Marco Tempest The Magic of Truth and Lies

TED Talk

 

The video clips above and below suggest art’s dual nature. Does art lie to us or does it open our eyes to the truth. In the first clip we see that magic to be successful must succeed in lying to its audience and it helps if the audience, in turn, comes to the performance with a wish to be deceived (for we all know when we attend a magic show that nothing that we are seeing is happening as we are seeing it happen). In this sense art is a magic show. When we look at a painting we often see a two dimensional space appear to take on a third dimension. We know the surface is flat but the artist is able to suggest depth where there is none. Words on a page produce emotions and sensations in a reader that were not there before and the reader has not actually experienced what has elicited those emotions and sensations, she or he has been tricked into imagining those experiences, as the member from the audience who selected the three of clubs imagines that card was selected freely and at random. For art to function we cede control of our thoughts and imaginations, or at least a degree of control, to the artist. We may call this verisimilitude or the suspension of disbelief, but it amounts to much the same thing, we are allowing the artist to deceive us.

 

Raghava KK Shake Up Your Story

TED Talk

 

On the other hand, though, the second video also makes a valid point, that stories often reveal truth and reality to us. If we see the world one way, it is useful to “shake our stories” a bit so that we can gain some insight into how others see our world. Richard Rodriguez in an interview with Bill Moyers said that when he read William Saroyan for the first time he, Richard Rodriguez, discovered he was Armenian (Saroyan was Armenian and his stories often captured the experiences of Armenians in America). In allowing himself into Saroyan’s world Rodriguez recognized what it meant to be an Armenian and how aspects of being Armenian were not that different from aspects of being Mexican, that Armenians and Mexicans have a shared humanity. It is this ability of a book read well to bring us out of ourselves that Rodriguez valued. Is Rodriguez deceived in this view, is he only imagining what an author wants him to imagine, that we all share a common humanity? Or is it a “noble lie” that deceives us so that it can reveal to us a greater truth? Perhaps life is a briar patch of truth and deceit, of wisdom and foolishness and that these qualities are so comingled that we need to learn to negotiate the tension that this comingling produces.

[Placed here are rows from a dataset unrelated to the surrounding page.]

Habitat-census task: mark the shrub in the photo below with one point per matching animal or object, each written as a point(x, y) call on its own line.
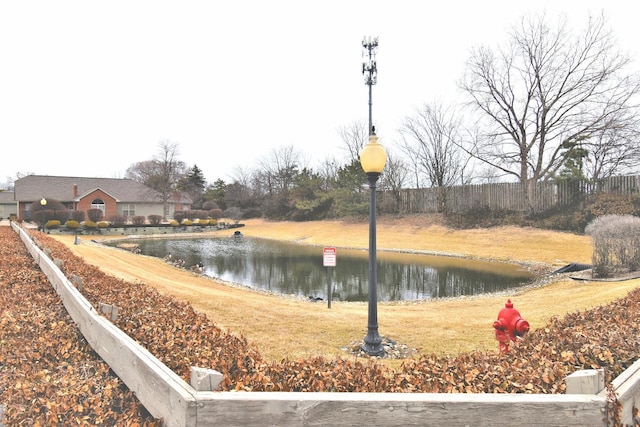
point(72, 224)
point(52, 224)
point(94, 215)
point(137, 220)
point(616, 241)
point(154, 219)
point(215, 213)
point(179, 216)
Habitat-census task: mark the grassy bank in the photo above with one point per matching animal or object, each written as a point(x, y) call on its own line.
point(283, 327)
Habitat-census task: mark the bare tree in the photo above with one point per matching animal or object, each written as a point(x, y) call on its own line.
point(394, 177)
point(162, 173)
point(612, 152)
point(354, 136)
point(279, 168)
point(545, 91)
point(431, 140)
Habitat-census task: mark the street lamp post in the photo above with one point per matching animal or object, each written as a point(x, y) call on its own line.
point(43, 203)
point(372, 158)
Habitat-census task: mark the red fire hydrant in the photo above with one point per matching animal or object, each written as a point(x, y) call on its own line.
point(509, 326)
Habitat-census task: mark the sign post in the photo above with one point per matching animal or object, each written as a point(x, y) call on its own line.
point(329, 260)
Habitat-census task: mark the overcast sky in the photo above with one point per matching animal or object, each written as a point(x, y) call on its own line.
point(88, 88)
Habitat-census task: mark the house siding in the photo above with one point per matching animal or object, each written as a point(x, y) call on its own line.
point(110, 204)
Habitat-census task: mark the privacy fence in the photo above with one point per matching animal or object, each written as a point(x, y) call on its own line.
point(501, 196)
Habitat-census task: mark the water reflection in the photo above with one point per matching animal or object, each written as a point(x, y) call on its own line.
point(286, 268)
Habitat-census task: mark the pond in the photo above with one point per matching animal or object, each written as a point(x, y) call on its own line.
point(293, 269)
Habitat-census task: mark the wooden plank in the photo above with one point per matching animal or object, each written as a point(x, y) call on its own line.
point(407, 409)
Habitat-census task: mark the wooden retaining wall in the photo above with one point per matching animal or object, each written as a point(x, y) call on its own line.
point(165, 395)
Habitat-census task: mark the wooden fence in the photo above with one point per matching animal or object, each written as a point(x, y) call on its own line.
point(166, 395)
point(501, 196)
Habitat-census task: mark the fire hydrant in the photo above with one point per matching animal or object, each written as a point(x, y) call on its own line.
point(509, 326)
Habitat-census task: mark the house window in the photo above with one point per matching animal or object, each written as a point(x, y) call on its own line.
point(129, 209)
point(98, 204)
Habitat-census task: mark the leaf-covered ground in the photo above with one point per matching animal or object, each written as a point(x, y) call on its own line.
point(605, 337)
point(49, 375)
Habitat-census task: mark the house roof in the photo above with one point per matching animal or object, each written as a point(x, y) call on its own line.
point(63, 189)
point(6, 197)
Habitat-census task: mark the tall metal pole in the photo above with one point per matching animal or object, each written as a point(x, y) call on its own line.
point(372, 341)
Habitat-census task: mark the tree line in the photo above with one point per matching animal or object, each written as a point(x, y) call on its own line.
point(549, 104)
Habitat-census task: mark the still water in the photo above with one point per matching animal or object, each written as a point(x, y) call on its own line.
point(287, 268)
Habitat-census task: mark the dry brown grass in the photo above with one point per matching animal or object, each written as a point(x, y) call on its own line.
point(286, 328)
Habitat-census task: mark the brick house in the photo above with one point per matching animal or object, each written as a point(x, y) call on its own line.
point(114, 196)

The maps we make may be real maps to real places. They may be maps that guide us safely through a dangerous terrain. The stories that we read may take place in real or imagined worlds but the ones that become a part of us have helped us in some way, they have illuminated what was unclear to us, provided models of correct or incorrect behavior, or led us to places of safety within our psyche and our spirit. They me be like the map below, a map of Middle Earth in a language we cannot understand but a map of a terrain that is so familiar to us we do not need to understand the map’s language, we know nonetheless where we are and where we are going. We can find on this map both where the dragons live and the way home again.